Recent methodology for the investigation of isoprenoid biosynthesis featuring pathway switching and hyperdeuteration has shown significant advantages in elucidating the reaction mechanism of a novel Streptomyces diterpene cyclase with use of precise atom-level analysis. Insight into the cyclization mechanism involved in the conversion of geranylgeranyl diphosphate (GGPP) into a clerodane hydrocarbon terpentetriene was obtained by heterologous expression in doubly engineered Streptomyces lividans of a diterpene cyclase gene derived from Streptomyces griseolosporeus, a producer of an unique diterpenoid cytotoxic antibiotic terpentecin, and by in vivo labeling with mevalonate-d(9).

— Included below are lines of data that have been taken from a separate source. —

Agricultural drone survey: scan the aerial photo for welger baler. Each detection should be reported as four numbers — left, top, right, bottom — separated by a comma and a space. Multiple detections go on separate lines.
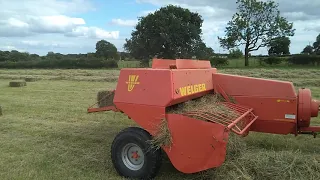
88, 59, 320, 179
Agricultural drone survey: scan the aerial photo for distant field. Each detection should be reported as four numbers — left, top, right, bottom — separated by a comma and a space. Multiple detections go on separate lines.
0, 68, 320, 180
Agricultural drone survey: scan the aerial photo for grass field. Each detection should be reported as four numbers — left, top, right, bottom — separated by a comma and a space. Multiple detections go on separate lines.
0, 69, 320, 180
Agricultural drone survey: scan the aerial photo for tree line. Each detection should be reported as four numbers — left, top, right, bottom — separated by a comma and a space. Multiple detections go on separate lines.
0, 0, 320, 68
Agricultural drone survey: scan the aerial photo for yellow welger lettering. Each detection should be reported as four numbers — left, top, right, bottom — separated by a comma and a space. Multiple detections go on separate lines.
191, 85, 195, 94
194, 84, 199, 93
180, 87, 187, 96
187, 86, 191, 95
199, 84, 203, 92
202, 84, 206, 91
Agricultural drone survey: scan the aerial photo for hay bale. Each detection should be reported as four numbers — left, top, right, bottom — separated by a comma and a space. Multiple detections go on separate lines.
97, 91, 114, 108
150, 94, 238, 150
9, 81, 27, 87
167, 94, 238, 121
24, 77, 38, 82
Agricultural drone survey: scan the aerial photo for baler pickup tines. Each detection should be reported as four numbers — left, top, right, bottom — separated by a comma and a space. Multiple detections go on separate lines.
182, 102, 258, 135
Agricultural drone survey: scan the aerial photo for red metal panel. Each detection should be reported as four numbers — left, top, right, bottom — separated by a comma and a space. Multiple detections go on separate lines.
250, 119, 296, 135
171, 68, 216, 104
164, 114, 229, 173
232, 96, 297, 134
176, 59, 212, 69
115, 103, 165, 135
152, 58, 212, 69
213, 73, 296, 98
114, 68, 172, 106
152, 59, 176, 69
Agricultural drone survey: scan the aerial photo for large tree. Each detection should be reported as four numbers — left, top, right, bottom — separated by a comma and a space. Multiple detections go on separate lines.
313, 34, 320, 55
96, 40, 119, 59
301, 45, 313, 54
268, 36, 291, 55
218, 0, 295, 66
124, 5, 208, 63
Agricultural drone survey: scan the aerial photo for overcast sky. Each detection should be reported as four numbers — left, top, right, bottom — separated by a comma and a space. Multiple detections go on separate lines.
0, 0, 320, 55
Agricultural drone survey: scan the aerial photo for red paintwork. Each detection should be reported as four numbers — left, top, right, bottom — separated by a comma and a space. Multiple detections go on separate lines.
88, 59, 320, 173
164, 114, 229, 173
152, 59, 211, 69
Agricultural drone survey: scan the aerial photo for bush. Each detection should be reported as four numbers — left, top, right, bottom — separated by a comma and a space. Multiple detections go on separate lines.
209, 56, 229, 67
288, 54, 320, 65
260, 56, 282, 65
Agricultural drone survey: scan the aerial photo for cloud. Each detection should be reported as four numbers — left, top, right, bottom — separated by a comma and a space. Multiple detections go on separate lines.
66, 27, 119, 39
110, 19, 138, 27
0, 0, 119, 39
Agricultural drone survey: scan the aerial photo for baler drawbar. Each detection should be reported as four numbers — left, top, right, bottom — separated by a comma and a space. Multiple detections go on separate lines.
88, 59, 320, 179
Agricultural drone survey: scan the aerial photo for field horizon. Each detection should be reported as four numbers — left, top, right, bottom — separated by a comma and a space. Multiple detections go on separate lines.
0, 68, 320, 180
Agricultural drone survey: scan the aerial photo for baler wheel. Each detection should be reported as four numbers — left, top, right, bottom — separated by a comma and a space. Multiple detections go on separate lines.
111, 127, 162, 179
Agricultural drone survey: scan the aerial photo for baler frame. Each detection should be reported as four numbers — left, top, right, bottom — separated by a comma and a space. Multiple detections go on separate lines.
87, 59, 320, 179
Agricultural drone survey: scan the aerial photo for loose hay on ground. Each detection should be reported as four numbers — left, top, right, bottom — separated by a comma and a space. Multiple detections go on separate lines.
9, 81, 27, 87
24, 77, 38, 82
149, 119, 172, 150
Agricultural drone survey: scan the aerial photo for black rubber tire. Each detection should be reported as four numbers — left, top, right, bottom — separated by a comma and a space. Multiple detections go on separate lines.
111, 127, 162, 180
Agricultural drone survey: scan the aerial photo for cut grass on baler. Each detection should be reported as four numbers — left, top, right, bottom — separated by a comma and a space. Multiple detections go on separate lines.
150, 94, 238, 153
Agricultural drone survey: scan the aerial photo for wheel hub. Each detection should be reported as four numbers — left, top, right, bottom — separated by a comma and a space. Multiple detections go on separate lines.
121, 143, 144, 171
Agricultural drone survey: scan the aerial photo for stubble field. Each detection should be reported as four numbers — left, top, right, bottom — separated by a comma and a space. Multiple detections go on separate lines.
0, 69, 320, 180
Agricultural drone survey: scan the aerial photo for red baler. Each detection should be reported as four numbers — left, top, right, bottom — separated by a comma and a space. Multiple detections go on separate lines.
88, 59, 320, 179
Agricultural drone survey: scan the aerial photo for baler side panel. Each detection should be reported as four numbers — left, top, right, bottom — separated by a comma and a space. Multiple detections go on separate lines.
213, 74, 298, 134
170, 68, 216, 105
114, 68, 172, 107
234, 96, 297, 134
164, 114, 229, 173
115, 103, 165, 135
213, 73, 296, 98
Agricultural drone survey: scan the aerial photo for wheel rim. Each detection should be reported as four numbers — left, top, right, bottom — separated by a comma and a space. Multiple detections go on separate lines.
121, 143, 144, 171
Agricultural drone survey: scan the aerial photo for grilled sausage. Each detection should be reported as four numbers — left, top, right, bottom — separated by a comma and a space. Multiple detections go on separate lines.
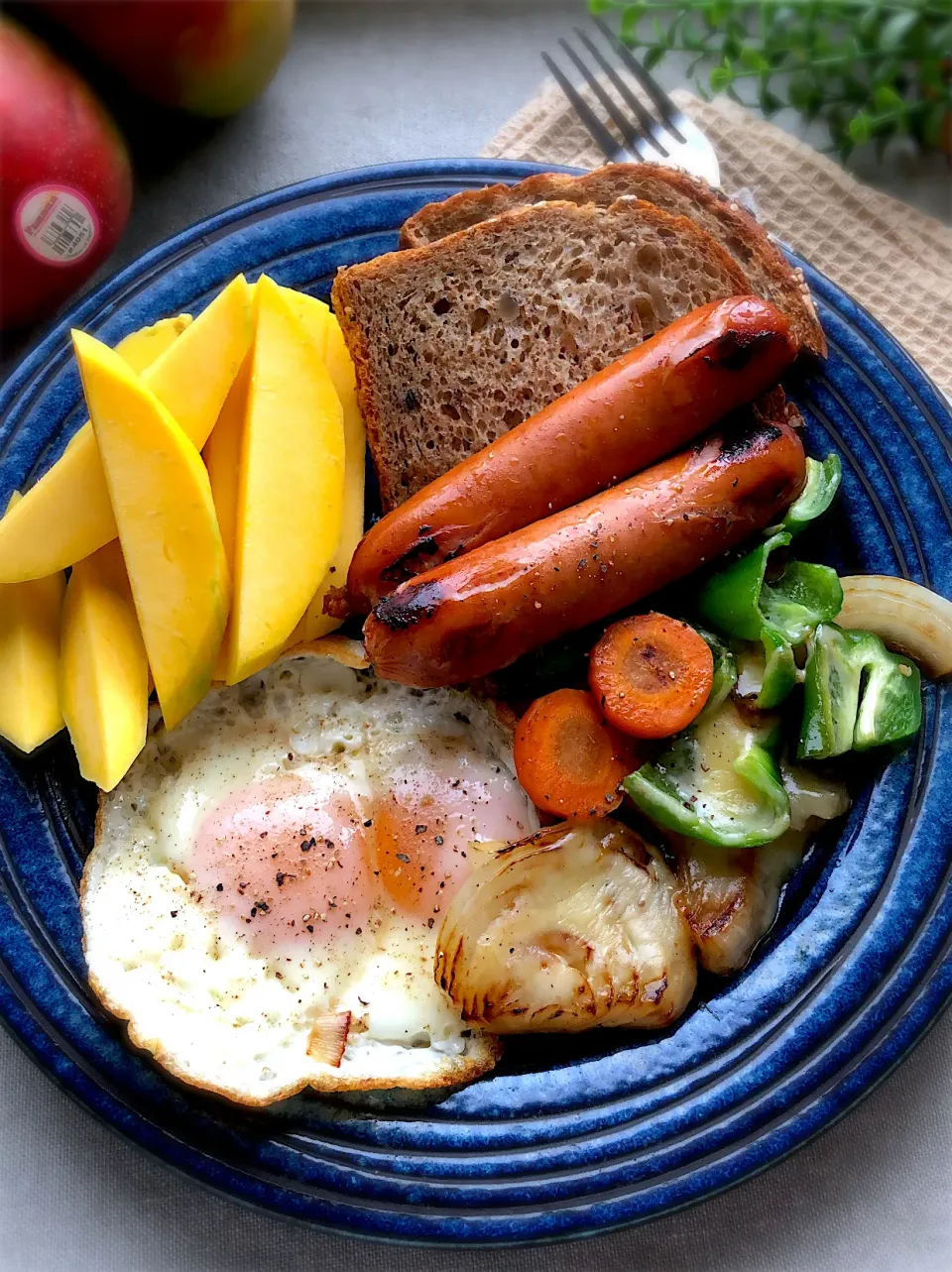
347, 296, 796, 613
364, 416, 805, 687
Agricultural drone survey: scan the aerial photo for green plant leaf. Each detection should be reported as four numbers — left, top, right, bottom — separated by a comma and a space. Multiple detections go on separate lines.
710, 58, 735, 93
846, 111, 873, 147
873, 84, 905, 111
880, 9, 919, 53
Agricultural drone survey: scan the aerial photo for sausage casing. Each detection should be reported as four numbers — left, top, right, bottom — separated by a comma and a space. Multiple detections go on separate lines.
364, 414, 805, 688
347, 296, 796, 613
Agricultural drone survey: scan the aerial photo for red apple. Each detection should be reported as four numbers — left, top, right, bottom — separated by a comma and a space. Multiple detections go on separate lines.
41, 0, 294, 116
0, 18, 132, 328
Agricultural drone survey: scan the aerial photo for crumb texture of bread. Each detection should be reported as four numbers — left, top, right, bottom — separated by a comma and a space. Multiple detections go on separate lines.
333, 198, 751, 510
400, 165, 826, 358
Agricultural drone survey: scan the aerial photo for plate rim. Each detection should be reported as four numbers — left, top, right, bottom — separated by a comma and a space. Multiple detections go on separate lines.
0, 158, 952, 1248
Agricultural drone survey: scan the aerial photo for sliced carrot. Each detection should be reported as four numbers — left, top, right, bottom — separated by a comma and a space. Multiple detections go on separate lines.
515, 689, 641, 818
588, 613, 714, 738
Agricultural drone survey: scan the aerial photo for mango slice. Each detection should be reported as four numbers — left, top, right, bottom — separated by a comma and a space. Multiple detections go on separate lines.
60, 539, 149, 791
72, 320, 229, 729
0, 275, 252, 583
299, 314, 367, 639
0, 495, 66, 752
224, 276, 344, 684
112, 314, 192, 371
201, 352, 251, 680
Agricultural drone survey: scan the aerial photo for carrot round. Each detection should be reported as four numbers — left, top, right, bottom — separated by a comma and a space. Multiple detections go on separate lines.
515, 689, 639, 818
588, 612, 714, 738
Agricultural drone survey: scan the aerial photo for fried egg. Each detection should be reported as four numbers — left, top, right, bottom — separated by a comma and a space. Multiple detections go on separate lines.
81, 653, 538, 1105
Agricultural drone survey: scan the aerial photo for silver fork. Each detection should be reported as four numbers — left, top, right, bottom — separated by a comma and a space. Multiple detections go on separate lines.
542, 18, 720, 185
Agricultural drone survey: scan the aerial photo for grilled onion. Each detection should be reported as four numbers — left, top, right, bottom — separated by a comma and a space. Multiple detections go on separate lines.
435, 819, 697, 1033
836, 574, 952, 680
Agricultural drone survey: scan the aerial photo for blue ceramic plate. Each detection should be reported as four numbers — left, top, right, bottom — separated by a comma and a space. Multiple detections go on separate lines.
0, 161, 952, 1244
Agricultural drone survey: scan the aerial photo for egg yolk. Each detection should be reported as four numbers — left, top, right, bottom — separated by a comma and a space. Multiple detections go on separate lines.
191, 738, 531, 954
192, 776, 373, 949
369, 743, 529, 927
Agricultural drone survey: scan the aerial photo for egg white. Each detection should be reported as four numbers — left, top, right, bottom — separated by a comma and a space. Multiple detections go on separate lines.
81, 653, 538, 1105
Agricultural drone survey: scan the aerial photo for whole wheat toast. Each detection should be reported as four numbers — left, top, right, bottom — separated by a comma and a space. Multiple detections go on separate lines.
333, 198, 753, 510
400, 163, 826, 358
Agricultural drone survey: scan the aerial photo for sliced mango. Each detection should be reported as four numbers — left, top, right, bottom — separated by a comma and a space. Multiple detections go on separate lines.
72, 322, 229, 729
282, 288, 332, 361
0, 275, 252, 583
201, 352, 251, 680
224, 278, 344, 684
293, 312, 367, 643
113, 314, 192, 371
60, 539, 149, 791
0, 495, 66, 752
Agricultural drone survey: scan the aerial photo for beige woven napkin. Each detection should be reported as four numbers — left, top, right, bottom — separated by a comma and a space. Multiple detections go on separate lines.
484, 81, 952, 397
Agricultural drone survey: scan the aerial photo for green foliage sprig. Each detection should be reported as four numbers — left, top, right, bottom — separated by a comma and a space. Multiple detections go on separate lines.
589, 0, 952, 158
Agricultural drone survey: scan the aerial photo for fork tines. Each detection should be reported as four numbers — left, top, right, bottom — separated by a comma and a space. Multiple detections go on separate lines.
542, 18, 719, 184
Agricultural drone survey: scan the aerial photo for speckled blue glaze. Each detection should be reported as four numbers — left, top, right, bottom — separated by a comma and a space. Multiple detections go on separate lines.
0, 161, 952, 1244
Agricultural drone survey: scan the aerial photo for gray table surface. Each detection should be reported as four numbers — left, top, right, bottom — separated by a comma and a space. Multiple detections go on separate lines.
0, 0, 952, 1272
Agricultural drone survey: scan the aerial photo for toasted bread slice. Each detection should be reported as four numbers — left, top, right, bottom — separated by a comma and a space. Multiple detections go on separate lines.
333, 198, 753, 510
400, 163, 826, 358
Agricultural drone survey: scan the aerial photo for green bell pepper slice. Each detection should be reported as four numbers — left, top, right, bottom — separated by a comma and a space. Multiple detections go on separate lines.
778, 454, 843, 534
796, 624, 922, 759
695, 628, 737, 720
697, 531, 843, 711
623, 698, 790, 849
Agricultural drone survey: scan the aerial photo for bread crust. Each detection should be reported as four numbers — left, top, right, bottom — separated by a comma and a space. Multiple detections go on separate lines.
400, 163, 826, 358
332, 198, 754, 512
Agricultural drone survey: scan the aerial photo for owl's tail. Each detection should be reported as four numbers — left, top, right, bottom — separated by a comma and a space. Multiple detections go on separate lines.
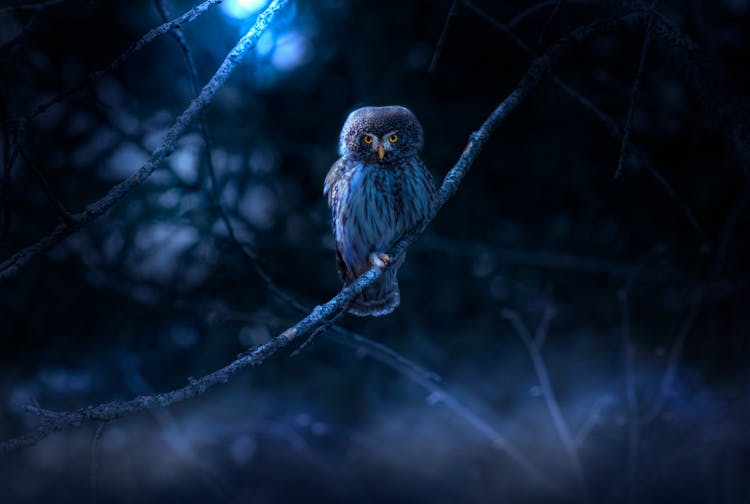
349, 268, 401, 317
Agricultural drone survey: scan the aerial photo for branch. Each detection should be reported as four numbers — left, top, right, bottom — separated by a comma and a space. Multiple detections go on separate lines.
461, 0, 705, 239
24, 0, 222, 121
0, 13, 630, 455
640, 287, 704, 425
328, 327, 561, 493
615, 0, 657, 178
617, 288, 641, 503
0, 0, 288, 282
501, 309, 587, 493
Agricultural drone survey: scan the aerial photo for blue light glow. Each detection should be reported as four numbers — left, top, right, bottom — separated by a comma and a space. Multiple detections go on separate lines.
271, 33, 311, 70
221, 0, 268, 19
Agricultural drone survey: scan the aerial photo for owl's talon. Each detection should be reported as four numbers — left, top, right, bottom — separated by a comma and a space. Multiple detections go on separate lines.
370, 252, 391, 269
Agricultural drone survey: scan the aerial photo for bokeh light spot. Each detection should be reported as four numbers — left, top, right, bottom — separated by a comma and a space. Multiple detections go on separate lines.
221, 0, 268, 19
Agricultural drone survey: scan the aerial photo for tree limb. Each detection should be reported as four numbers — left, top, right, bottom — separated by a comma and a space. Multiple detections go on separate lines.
0, 12, 638, 455
0, 0, 288, 282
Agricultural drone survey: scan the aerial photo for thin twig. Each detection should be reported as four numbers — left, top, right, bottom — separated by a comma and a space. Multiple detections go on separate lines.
501, 309, 587, 495
0, 0, 288, 281
91, 422, 107, 504
508, 0, 597, 30
427, 0, 458, 74
461, 0, 705, 240
573, 395, 615, 448
617, 288, 640, 503
156, 0, 262, 268
24, 0, 222, 121
290, 301, 351, 357
537, 0, 565, 45
0, 124, 23, 240
640, 288, 704, 425
615, 0, 658, 178
0, 13, 632, 460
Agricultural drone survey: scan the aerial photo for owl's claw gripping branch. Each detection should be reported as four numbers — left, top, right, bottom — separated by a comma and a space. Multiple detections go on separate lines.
0, 12, 648, 486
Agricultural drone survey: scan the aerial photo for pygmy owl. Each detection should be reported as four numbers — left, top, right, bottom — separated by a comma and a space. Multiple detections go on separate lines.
323, 106, 437, 316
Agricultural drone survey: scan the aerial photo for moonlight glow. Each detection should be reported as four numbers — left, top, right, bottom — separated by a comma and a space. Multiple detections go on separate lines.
221, 0, 268, 19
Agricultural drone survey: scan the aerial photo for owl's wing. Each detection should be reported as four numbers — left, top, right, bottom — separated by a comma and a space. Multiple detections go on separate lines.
323, 158, 346, 208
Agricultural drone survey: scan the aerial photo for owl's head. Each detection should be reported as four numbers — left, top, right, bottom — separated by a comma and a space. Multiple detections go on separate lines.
339, 105, 424, 163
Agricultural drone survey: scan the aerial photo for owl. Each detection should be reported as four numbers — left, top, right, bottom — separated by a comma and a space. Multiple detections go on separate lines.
323, 106, 437, 317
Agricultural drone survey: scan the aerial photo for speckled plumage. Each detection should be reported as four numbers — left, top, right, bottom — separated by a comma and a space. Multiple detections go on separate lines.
323, 106, 437, 316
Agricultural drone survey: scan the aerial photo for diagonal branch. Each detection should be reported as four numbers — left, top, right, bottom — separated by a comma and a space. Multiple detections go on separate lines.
461, 0, 705, 239
501, 309, 586, 494
25, 0, 222, 121
615, 0, 657, 178
0, 0, 288, 282
0, 13, 638, 462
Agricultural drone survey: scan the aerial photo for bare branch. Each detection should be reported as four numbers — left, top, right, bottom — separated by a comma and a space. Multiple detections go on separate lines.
91, 422, 107, 504
0, 12, 648, 460
461, 0, 705, 239
501, 309, 587, 493
0, 0, 288, 281
617, 288, 641, 503
24, 0, 221, 121
573, 395, 615, 448
640, 288, 704, 425
615, 0, 658, 178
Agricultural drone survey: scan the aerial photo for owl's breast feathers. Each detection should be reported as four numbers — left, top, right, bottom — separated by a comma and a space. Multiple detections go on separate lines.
323, 156, 437, 281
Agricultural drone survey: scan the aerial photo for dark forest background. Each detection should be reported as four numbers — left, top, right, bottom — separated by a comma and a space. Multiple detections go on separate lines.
0, 0, 750, 503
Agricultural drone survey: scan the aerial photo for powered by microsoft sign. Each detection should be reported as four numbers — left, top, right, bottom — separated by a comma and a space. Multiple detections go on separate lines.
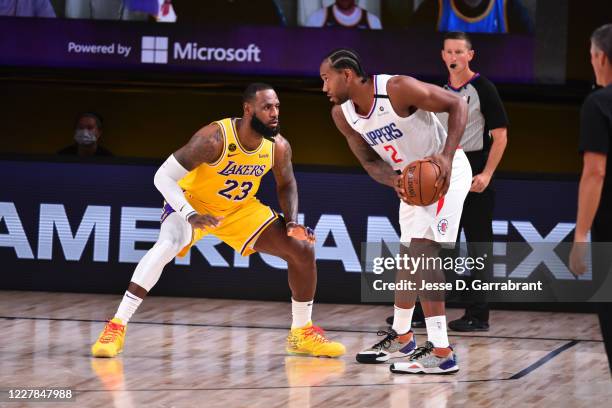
140, 36, 261, 64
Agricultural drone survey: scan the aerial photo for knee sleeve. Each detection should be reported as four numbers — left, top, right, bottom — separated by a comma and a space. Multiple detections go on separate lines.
132, 213, 191, 292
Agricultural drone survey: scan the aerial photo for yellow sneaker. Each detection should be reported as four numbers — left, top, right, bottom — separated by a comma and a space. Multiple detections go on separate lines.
286, 356, 345, 387
287, 322, 346, 357
91, 317, 126, 357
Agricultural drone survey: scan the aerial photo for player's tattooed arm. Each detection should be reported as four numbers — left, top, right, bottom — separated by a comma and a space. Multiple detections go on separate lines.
174, 123, 223, 171
387, 76, 468, 158
272, 135, 315, 243
272, 135, 298, 223
332, 105, 401, 191
387, 76, 468, 197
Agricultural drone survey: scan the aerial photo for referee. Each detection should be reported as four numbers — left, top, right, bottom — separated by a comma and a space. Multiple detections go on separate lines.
437, 31, 508, 332
570, 24, 612, 372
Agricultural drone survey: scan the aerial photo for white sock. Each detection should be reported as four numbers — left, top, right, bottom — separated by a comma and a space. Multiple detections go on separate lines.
425, 316, 449, 347
392, 305, 414, 334
115, 290, 142, 324
291, 298, 314, 329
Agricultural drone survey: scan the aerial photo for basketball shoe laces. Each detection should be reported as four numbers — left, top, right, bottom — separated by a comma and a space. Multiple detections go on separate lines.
100, 321, 125, 343
410, 342, 433, 360
304, 325, 329, 343
372, 329, 397, 350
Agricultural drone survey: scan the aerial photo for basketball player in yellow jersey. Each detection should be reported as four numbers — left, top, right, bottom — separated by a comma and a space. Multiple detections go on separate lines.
91, 83, 345, 357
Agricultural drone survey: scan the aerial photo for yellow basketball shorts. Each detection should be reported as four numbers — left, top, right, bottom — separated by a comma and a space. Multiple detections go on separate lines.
161, 198, 278, 257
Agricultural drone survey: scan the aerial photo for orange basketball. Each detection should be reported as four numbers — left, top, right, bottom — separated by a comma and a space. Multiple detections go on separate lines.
402, 160, 440, 206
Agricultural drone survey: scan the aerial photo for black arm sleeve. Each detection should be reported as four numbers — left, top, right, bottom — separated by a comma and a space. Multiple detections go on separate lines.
472, 76, 508, 129
579, 93, 612, 154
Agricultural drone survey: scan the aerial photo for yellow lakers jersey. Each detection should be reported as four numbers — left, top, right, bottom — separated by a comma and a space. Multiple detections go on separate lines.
179, 118, 274, 216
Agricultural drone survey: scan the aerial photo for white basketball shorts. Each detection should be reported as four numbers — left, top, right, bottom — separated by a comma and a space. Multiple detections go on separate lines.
399, 149, 472, 248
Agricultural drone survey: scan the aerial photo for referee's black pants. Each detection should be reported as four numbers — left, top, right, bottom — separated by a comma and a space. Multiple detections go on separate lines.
591, 223, 612, 373
457, 184, 495, 322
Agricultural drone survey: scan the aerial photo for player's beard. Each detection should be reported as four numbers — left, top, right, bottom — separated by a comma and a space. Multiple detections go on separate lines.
251, 115, 280, 141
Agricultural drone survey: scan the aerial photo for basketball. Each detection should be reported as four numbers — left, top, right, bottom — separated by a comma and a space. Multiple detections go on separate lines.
402, 160, 440, 206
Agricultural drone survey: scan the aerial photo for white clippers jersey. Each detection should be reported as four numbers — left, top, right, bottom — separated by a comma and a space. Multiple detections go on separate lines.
342, 75, 446, 170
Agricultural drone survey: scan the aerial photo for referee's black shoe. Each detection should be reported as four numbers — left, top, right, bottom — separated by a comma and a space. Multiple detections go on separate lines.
448, 315, 489, 332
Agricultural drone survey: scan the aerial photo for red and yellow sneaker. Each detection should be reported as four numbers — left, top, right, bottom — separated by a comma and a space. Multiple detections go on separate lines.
91, 317, 126, 357
287, 322, 346, 357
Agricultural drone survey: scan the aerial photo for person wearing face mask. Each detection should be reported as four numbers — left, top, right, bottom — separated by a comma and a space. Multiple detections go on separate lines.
57, 112, 113, 157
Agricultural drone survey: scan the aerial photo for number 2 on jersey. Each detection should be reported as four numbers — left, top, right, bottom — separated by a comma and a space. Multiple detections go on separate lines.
385, 145, 404, 163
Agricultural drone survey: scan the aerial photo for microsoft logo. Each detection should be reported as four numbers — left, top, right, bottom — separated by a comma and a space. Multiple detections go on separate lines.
140, 37, 168, 64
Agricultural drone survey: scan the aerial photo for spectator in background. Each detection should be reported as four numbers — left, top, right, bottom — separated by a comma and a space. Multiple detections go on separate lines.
306, 0, 382, 30
57, 112, 113, 157
124, 0, 176, 23
65, 0, 158, 21
172, 0, 287, 27
0, 0, 55, 17
410, 0, 533, 34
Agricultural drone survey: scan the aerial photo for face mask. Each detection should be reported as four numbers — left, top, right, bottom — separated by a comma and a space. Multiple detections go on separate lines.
74, 129, 98, 145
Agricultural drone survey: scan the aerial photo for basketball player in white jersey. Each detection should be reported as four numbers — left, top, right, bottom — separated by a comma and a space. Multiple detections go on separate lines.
320, 49, 472, 374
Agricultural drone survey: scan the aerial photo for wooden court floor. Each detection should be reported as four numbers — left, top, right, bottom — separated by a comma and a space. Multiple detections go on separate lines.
0, 291, 612, 408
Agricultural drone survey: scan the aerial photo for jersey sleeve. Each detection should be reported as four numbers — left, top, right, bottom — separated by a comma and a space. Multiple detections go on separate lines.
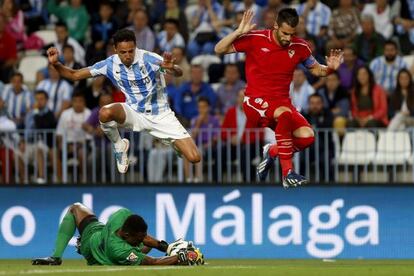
89, 59, 108, 77
232, 34, 254, 52
144, 51, 164, 71
110, 247, 146, 265
301, 41, 317, 68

The cyclization involved electrophilic protonation, cationic ring closure, Wagner-Meer-wein-type rearrangements, and deprotonation. A key feature was that the labeled metabolite as a mixture of predominantly deuterated mosaic molecules provided sufficient information that close analysis of the labeling pattern for each individual isoprene unit was achieved primarily by H-1 NMR spectroscopy. The cyclization of GGPP into the clerodane skeleton catalyzed by the cyclase appears to involve Si-face specific protonation, intermediates with A/B chair-boat conformation, and specific methyl and hydride migrations to give an intermediary C-4 carbocation. Subsequent collapse of the cation through specific removal of the initiating proton and final elimination of diphosphate gives rise to the terpentetriene hydrocarbon.